Snapping Turtle Kisser Speaks With Forked Tongue
Hey Newshounders! We admit that we’re sometimes just as amazed as you with some of the odd tales we track...
Hey Newshounders! We admit that we’re sometimes just as amazed as you with some of the odd tales we track down about life in the outdoors.
And just when you think you’ve seen and heard everything weird that could possibly occur between people and wild critters, we’d like to introduce you to Calvin “Clicker” Embry.
Embry, a 41-year-old laborer and turtle hunter from Wayne City, Ill., told Evansville Press & Courier columnist Len Wells that he’s performed his crowd-pleasing turtle-kissing act about a hundred times–and he’s never been bitten once.
Until this past Fourth of July, that is.
That’s when Embry, at the urging of one of his friends during a local fireworks display, decided to show folks how he can hypnotize a 15-pound snapping turtle by rubbing its underside, and then kiss it on the nose—just above its namesake jaws.
(As a disclaimer, before I write any further, I have absolutely no idea whether alcohol was involved in the incident as it subsequently unfolded.)
In Clicker’s words, here’s what happened.
“I got him out of the truck, tilted him down at just the right angle and started rubbin’ his belly. I must have tilted him the wrong way, ‘cause he woke up. I can usually kiss him on the snout, then lick their eyeballs before they wake up, but something went really wrong.”
With the business end of the snapping turtle firmly attached to his tongue, Embry said he found it difficult to instruct a friend on the finer points of prying its jaws open with a knife.

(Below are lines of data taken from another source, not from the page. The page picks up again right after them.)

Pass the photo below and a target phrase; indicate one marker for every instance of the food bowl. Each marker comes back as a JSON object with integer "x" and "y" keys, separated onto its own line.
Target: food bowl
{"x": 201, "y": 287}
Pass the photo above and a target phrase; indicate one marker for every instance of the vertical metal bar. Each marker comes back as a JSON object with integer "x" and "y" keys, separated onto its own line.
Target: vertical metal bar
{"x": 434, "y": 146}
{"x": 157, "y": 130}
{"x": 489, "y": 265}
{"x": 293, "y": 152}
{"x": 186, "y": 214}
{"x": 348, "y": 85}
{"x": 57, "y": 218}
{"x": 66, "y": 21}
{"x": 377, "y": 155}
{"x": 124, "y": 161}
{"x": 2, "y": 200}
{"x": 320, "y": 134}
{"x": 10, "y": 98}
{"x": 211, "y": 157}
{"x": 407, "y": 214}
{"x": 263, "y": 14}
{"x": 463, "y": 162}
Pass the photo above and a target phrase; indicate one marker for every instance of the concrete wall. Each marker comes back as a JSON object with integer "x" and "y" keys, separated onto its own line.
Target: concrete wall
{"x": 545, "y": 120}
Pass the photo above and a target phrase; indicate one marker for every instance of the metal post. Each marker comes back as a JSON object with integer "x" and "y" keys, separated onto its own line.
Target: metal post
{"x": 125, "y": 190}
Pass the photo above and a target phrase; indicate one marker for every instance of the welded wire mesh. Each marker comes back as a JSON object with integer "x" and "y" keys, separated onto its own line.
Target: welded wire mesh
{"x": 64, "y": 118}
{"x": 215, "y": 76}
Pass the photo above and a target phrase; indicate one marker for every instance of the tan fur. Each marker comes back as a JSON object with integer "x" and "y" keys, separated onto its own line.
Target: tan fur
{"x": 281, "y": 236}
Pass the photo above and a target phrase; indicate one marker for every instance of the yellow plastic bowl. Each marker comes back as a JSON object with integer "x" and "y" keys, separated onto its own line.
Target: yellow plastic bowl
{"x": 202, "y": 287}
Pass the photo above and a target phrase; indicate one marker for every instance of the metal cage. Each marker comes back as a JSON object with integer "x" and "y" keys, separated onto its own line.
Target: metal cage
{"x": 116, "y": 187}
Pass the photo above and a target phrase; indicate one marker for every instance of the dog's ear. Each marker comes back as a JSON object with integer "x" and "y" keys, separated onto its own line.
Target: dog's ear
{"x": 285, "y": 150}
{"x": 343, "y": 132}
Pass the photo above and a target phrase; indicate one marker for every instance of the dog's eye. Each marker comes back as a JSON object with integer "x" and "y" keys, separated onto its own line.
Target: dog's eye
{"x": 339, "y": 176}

“Do you know how hard it is to talk with a 15-pound snappin’ turtle hanging off the end of your tongue?”
Later, with the snapper successfully removed, Embry headed to the nearest hospital emergency room, where he was surprised to learn that the attending physician thought his accident and injury were unlike anything he’d ever seen in his long medical career.
“That doctor hadn’t ever seen anything like this, so he took some pictures for the Southern Illinois University School of Medicine,” Embry told The Courier-Press columnist. “I got a tetanus shot and he sent me home.”
As for Clicker, he figures it was just another day in the life of a turtle hunter.
Except that he’s going to have to work on pronouncing words beginning and ending with “s” and “th” for awhile.